Erickson Aircraft Collection
An old World War II hangar holds 20 vintage aircraft and the rare opportunity to take a ride in a 1940s warbird.
In 1943, with World War II surging overseas, the United States constructed the Madras Army Air Field in central Oregon to train American soldiers for war. When the conflict ended, the facility’s two massive hangars were left mostly vacant—until 2014, when one of them became a museum housing the Erickson Aircraft Museum.
Occupying the entirety of the hangar’s 64,000 square feet, the unique collection features 20 military planes dating back to the Second World War. It is one of the world’s most comprehensive collections of original WWII-era aircraft, spanning from fighter planes to ducks.
The best opportunity the museum offers, however, is the ability to fly in the planes themselves.
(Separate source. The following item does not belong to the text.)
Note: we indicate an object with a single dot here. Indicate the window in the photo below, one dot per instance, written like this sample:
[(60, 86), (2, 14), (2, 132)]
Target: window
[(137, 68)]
The aircraft museum is one of the few places out there where you can ride in a warbird from the 1930s or ’40s, a dream come true for vintage plane enthusiasts.
Back on solid ground, some special models on display include the Madras Maiden, easily identified by the lady in red painted on the side; the J2F-6 Duck, a water-faring craft once placed on aircraft carriers; and the Curtiss P-40E Kittyhawk, the front of which is designed as an angry face with sharp teeth.
In addition to the vintage planes, the collection includes Jeeps, bomber jackets, classic cars, historic photos, and even a tank, giving a closer look at the equipment and apparel made in the war effort.